Pero hay un nombre que está al margen de todos ellos, y que aún así es tan famoso como el más popular de los jóvenes y tan independiente como los más meritorios consagrados: Jose Luis Garci. Un verdadero rara avis. Un director que hace más de dos décadas que no tiene un verdadero éxito, al que sólo pequeños sectores de la crítica y el público le interesan, con un grupo de actores habitual cuya popularidad es menos que cero en el cine nacional e internacional de hoy mismo, y cuyos temas obsesivos nunca han estado en vigencia, por mucho que él crea que sí. Y es que Garci lleva mucho tiempo viviendo en su realidad alternativa.
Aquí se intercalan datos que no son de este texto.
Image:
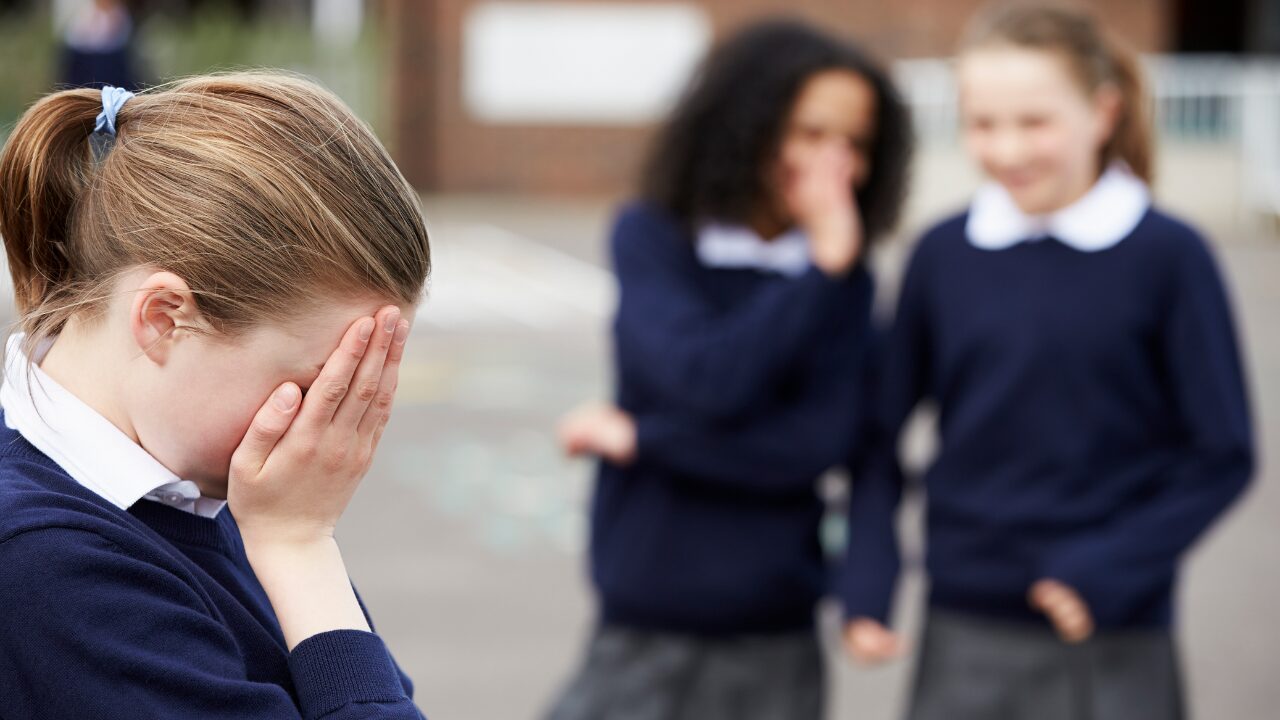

Una cosa es que un director tenga su propio mundo, que es el que expresa en sus creaciones, pero otra muy distinta es que viva en ese mundo, y que este le resulte tan extraño como a nosotros el suyo. Porque un artista tiene la obligación (de hecho, eso es un verdadero artista) de hablar de este mundo, de las personas que hay en él, de lo que le hacen sentir, de su punto de vista sobre él. ¿De qué va a hablar sino? Cómo lo haga, eso es asunto suyo. A lo mejor para hacerlo tiene que crear un mundo con magos y dragones, pero las pulsiones, las razones, los motivos de sus personajes se nos tienen que antojar humanos, tenemos que empatizar, que identificarnos (ese soy yo), de otra manera se antoja un esfuerzo improductivo.
Garci, sobre todo en la segunda parte de su carrera, cree que ese mundo suyo es este mundo, o como debería ser, o como era. Y cree que los seres que lo habitan se nos parecen. Es decir, es un director incapaz de conocer al ser humano, por mucho que lo crea. Y eso no es un director de cine, al que se le supone capacidad de observación.
Resulta difícil imaginar que un cineasta tan automarginado del mundo y tan poco influyente en cualquier disciplina goce de esta libertad por ser el primer español en ganar un Oscar a la mejor película en habla no inglesa (por una de sus películas más horrendas, porque sólo de horrenda se puede considerar Volver a empezar, obra magna de lo más rancio de la llamada tercera vía) y por haber construido un auténtico referente generacional con Asignatura pendiente (la más sincera y personal de sus películas). Y parece tentador imaginar que gran parte de su libertad se la han otorgado sus amistades y relaciones políticas (con la derecha más conservadora) y su habilidad a la hora de ganarse el favor de lo más reaccionario del público y de profesionales que le otorgan su crédito, lo que es meritorio y dice mucho de su capacidad de arrastre, al menos entre cierto tipo de gente.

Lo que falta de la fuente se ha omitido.